Some protesters and critics have questioned the wisdom, as well as democratic nature, of a movement where a group of young students are negotiating on behalf of all pro-democracy activists. Dissension at some of the protest sites, and among protesters calling for more extreme forms of civil disobedience, have started to crop up as the protests stretch on. Sunday’s poll may be the organizers’ attempt to provide a release valve for some of that tension.
It may not work. So far the poll will be limited to the main protest site at Admiralty. The vote will be organized by Hong Kong University’s Public Opinion Program, which held an unofficial referendum on political reform in June that logged more than 780,000 votes. Protesters at the main protest site in Admiralty will be able to vote on their smartphones Sunday night by signing onto a Wifi signal called “Umbrella Plaza” with their identity card numbers.

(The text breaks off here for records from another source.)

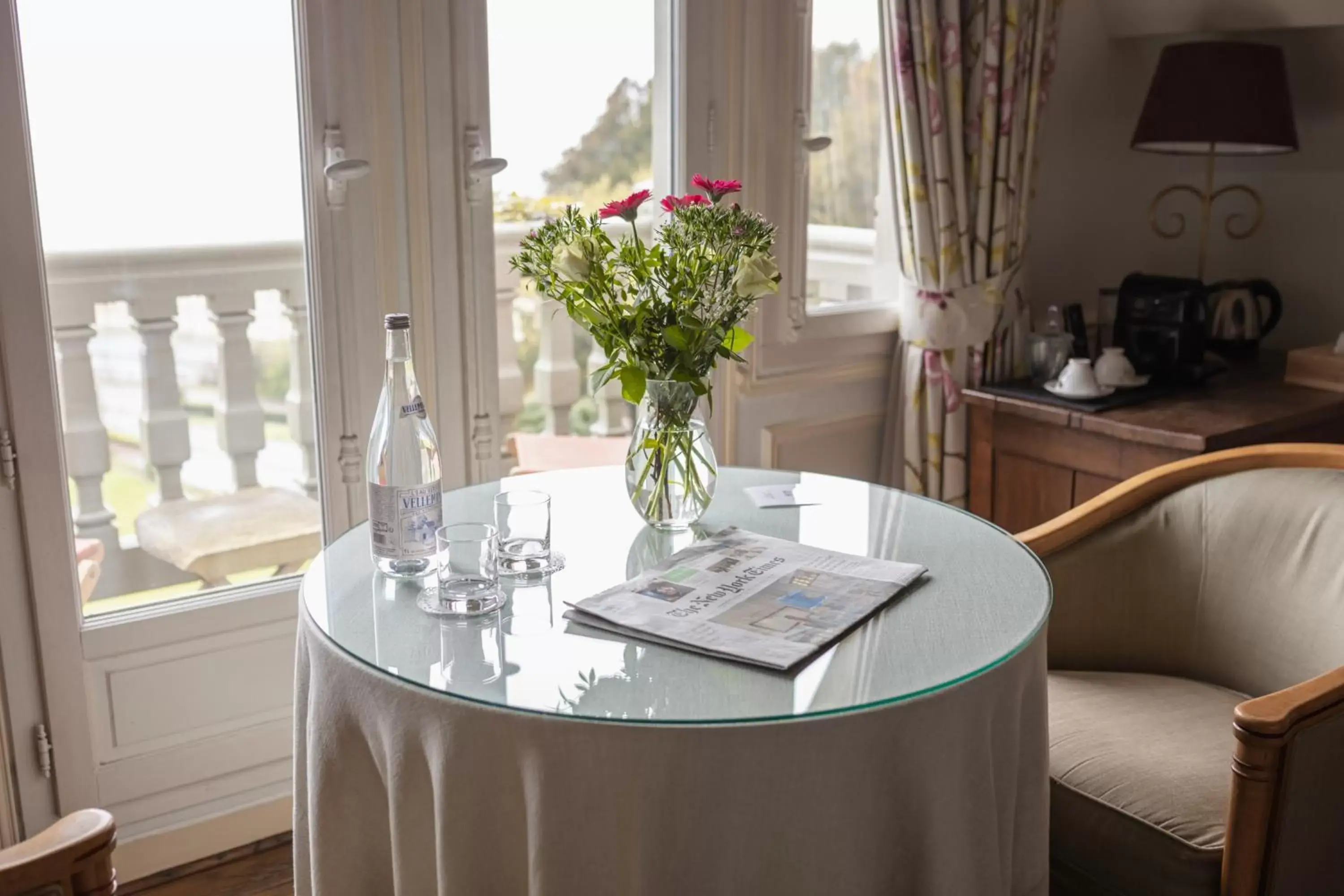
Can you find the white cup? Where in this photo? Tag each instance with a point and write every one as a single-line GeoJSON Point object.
{"type": "Point", "coordinates": [1078, 378]}
{"type": "Point", "coordinates": [1113, 369]}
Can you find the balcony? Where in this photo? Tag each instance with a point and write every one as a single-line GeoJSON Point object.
{"type": "Point", "coordinates": [186, 377]}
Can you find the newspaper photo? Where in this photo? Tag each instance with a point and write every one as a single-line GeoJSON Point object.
{"type": "Point", "coordinates": [749, 597]}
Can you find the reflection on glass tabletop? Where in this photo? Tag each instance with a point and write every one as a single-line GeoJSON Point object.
{"type": "Point", "coordinates": [984, 598]}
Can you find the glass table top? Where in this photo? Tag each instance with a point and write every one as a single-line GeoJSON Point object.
{"type": "Point", "coordinates": [983, 599]}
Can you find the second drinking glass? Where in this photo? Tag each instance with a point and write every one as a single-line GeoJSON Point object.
{"type": "Point", "coordinates": [523, 520]}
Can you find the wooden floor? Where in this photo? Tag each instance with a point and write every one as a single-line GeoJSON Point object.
{"type": "Point", "coordinates": [265, 868]}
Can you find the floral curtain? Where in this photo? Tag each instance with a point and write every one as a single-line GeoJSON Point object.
{"type": "Point", "coordinates": [964, 86]}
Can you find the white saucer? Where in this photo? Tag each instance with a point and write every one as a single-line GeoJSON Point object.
{"type": "Point", "coordinates": [1054, 389]}
{"type": "Point", "coordinates": [1139, 379]}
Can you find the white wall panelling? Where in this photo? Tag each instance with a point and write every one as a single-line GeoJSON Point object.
{"type": "Point", "coordinates": [835, 445]}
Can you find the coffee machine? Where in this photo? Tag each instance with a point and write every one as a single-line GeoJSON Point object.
{"type": "Point", "coordinates": [1162, 324]}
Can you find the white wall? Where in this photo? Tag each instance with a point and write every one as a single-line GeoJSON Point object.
{"type": "Point", "coordinates": [1090, 215]}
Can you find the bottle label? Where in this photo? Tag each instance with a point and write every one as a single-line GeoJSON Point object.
{"type": "Point", "coordinates": [402, 521]}
{"type": "Point", "coordinates": [416, 408]}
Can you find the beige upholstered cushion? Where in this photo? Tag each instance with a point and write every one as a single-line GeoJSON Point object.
{"type": "Point", "coordinates": [220, 536]}
{"type": "Point", "coordinates": [1139, 784]}
{"type": "Point", "coordinates": [1237, 581]}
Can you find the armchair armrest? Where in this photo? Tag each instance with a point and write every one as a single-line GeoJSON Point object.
{"type": "Point", "coordinates": [1276, 714]}
{"type": "Point", "coordinates": [77, 849]}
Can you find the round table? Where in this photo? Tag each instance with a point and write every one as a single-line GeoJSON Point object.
{"type": "Point", "coordinates": [522, 753]}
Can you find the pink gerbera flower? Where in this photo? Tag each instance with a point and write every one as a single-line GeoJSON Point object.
{"type": "Point", "coordinates": [671, 202]}
{"type": "Point", "coordinates": [627, 209]}
{"type": "Point", "coordinates": [717, 189]}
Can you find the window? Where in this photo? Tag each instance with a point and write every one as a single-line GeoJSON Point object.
{"type": "Point", "coordinates": [846, 105]}
{"type": "Point", "coordinates": [167, 167]}
{"type": "Point", "coordinates": [576, 127]}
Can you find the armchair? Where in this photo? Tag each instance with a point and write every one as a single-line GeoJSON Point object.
{"type": "Point", "coordinates": [73, 857]}
{"type": "Point", "coordinates": [1197, 679]}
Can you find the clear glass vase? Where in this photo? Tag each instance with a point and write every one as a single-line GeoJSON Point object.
{"type": "Point", "coordinates": [670, 469]}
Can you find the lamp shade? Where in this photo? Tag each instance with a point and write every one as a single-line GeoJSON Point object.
{"type": "Point", "coordinates": [1226, 96]}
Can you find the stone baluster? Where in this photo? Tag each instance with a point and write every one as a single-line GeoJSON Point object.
{"type": "Point", "coordinates": [511, 375]}
{"type": "Point", "coordinates": [299, 400]}
{"type": "Point", "coordinates": [163, 422]}
{"type": "Point", "coordinates": [557, 375]}
{"type": "Point", "coordinates": [240, 422]}
{"type": "Point", "coordinates": [612, 418]}
{"type": "Point", "coordinates": [88, 457]}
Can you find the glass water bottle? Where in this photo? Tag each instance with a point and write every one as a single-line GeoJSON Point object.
{"type": "Point", "coordinates": [405, 492]}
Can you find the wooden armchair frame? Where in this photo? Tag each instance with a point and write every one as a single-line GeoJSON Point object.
{"type": "Point", "coordinates": [74, 853]}
{"type": "Point", "coordinates": [1266, 726]}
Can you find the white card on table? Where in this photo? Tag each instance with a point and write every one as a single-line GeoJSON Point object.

Nor does a quick end to the occupation seem unlikely. In response to criticism from protesters, leaders of the student organizations as well as the group Occupy Central have been quick to caution that the poll, announced late last night, is not about whether to retreat. Alex Chow of the Hong Kong Federation of Students (HKFS) said: “The government always says that HKFS does not represent the people. The referendum will measure these opinions and show the government there is a real need to respond to us.” Student leader Joshua Wong said on his Facebook page that protester organizers “have no plans to ask people to stop occupying.” “Protesters can decide whether to leave with their feet,” Benny Tai of Occupy Central added. “We cannot force them to leave with the poll.”
It’s uncertain whether Sunday’s poll will draw as many voters as the June vote. The number of protesters, which has ebbed and flowed over the past three weeks, has shrunk from tens of thousands during the first week to the low thousands and sometimes just a few hundred recently. And those in Mong Kok, a working class neighborhood across Victoria Harbor that has become home to some of the most determined activists, are unlikely to leave no matter what the poll says.